The last thing is not a technical term, but more of something for you to think about as you go through the divorce process, which is the timing of your divorce can be very important and very relevant when it comes to the wasting of marital funds. And what I'm getting at is, normally when you file divorce, it kind of stops any major transactions from happening, financial transactions from happening, between you and your spouse. And so what happens is if you file for divorce, basically you're not supposed to do anything suspicious. You're not supposed to make any big withdrawals, you're not supposed to make any big purchases that are out of the ordinary, you're not supposed to move a bunch of money around different accounts.
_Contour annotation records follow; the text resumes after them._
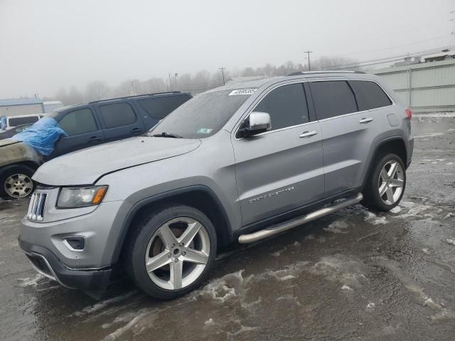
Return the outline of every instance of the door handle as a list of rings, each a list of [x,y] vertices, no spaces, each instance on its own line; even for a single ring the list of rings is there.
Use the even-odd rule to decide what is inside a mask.
[[[87,142],[97,142],[98,141],[101,141],[102,140],[102,137],[99,137],[99,136],[92,136],[90,137],[88,140],[87,140]]]
[[[317,134],[318,132],[316,130],[314,130],[313,131],[304,131],[303,133],[301,133],[300,134],[299,137],[310,137],[310,136],[313,136],[316,134]]]
[[[133,128],[129,131],[130,133],[140,133],[144,129],[142,128]]]

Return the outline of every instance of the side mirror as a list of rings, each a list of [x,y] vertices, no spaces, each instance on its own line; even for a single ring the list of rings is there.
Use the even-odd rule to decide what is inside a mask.
[[[272,129],[270,115],[267,112],[253,112],[244,121],[237,137],[247,137],[264,133]]]

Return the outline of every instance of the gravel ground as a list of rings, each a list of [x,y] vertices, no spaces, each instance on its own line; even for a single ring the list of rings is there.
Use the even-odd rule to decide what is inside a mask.
[[[400,205],[357,205],[218,255],[211,279],[180,299],[127,281],[105,298],[36,274],[17,245],[28,200],[0,202],[0,338],[454,340],[455,118],[413,121]]]

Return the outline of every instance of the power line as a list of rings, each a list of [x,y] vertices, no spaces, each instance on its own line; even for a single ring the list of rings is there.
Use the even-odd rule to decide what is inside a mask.
[[[349,69],[352,67],[358,67],[360,66],[370,66],[370,65],[374,65],[378,64],[384,64],[385,63],[393,62],[395,60],[400,60],[400,59],[405,57],[417,57],[417,56],[432,55],[434,53],[442,52],[443,50],[453,50],[454,48],[455,48],[455,45],[445,46],[442,48],[434,48],[432,50],[427,50],[424,51],[417,51],[417,52],[414,52],[411,53],[407,53],[405,55],[394,55],[391,57],[374,59],[370,60],[363,60],[358,63],[335,65],[330,67],[323,67],[322,70],[329,70],[329,69],[338,70],[338,69],[343,69],[343,68]]]
[[[444,36],[439,36],[439,37],[434,37],[434,38],[432,38],[430,39],[426,39],[424,40],[416,41],[414,43],[410,43],[408,44],[397,45],[395,46],[391,46],[390,48],[380,48],[380,49],[378,49],[378,50],[371,50],[370,51],[359,52],[359,53],[349,53],[349,54],[347,54],[347,55],[340,55],[340,57],[346,57],[346,56],[348,56],[348,55],[363,55],[363,54],[365,54],[365,53],[373,53],[373,52],[385,51],[385,50],[392,50],[393,48],[402,48],[404,46],[410,46],[411,45],[419,44],[421,43],[425,43],[427,41],[436,40],[437,39],[441,39],[441,38],[446,38],[446,37],[448,37],[449,36],[451,36],[451,35],[450,34],[446,34]]]

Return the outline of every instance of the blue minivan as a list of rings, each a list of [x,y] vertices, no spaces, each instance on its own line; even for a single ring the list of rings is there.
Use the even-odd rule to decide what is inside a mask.
[[[191,98],[189,93],[160,92],[91,102],[46,114],[68,134],[61,135],[50,155],[13,139],[0,140],[0,197],[26,197],[31,177],[45,161],[98,144],[141,135]]]

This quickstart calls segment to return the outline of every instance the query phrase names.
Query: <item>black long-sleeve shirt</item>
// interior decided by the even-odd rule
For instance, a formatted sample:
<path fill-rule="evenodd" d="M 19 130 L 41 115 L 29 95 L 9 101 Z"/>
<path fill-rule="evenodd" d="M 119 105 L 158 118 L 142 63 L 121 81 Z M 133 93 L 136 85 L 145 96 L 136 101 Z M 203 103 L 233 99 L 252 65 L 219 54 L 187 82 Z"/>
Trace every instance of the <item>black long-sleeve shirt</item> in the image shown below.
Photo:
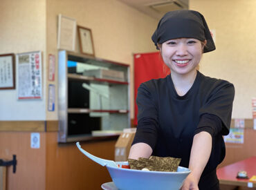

You're not supposed to do anything that could be considered questionable once the divorce is filed.
But up to that point, I hate to say it, that's kind of fair game. You can kind of do whatever you want. I'm not going to say that you can get away with some of the stuff we talked about before, but it's a lot more of a gray area in terms of what's going on in your divorce. And so one of the things that I talk with you sometimes to consider is if your main concern is stopping a spouse from making a major purchase, or making a big withdrawal, or changing assets on something, then filing for divorce could be a great solution in order to prevent something bad from happening, at least from a financial perspective. Now, I don't ever encourage filing for divorce. I say my hope is that no one ever has to listen to this podcast again, and that would be great. But the reality is, is sometimes it's required, and that's why we're all here, and that's why we're listening, and necessary, and so one of the things to think about is if you are fearing, and I hear this every week, that your spouse is going to waste money on something else in a big sum, then that may be the cause or may be the reason you want to consider moving up the timing of a divorce filing.
Now, filing for divorce and the timing around it is a very sensitive subject, and there's a lot of moving parts and a lot of things to consider, but if you are putting together your list of reasons you might want to file sooner over later, and that is it, is to prevent a spouse from wasting funds, any more funds than they have already, on certain areas of the divorce. Because that way there would be recourse and very clear recourse for you to get that money back later, if a spouse is wasting funds.
Now, those are just three things to consider, and three ways to help stop your spouse from wasting money, and to get that money back, or at least try to get that money back, either during the settlement process or sooner. When you are dealing with the divorce situation, and the divorce process, I should say, if you can trace marital assets that have been dissipated ... Whew, a lot of words. You might be able to get some credit for those, and get more of your share of the assets later down the line, because one spouse wasted them upfront.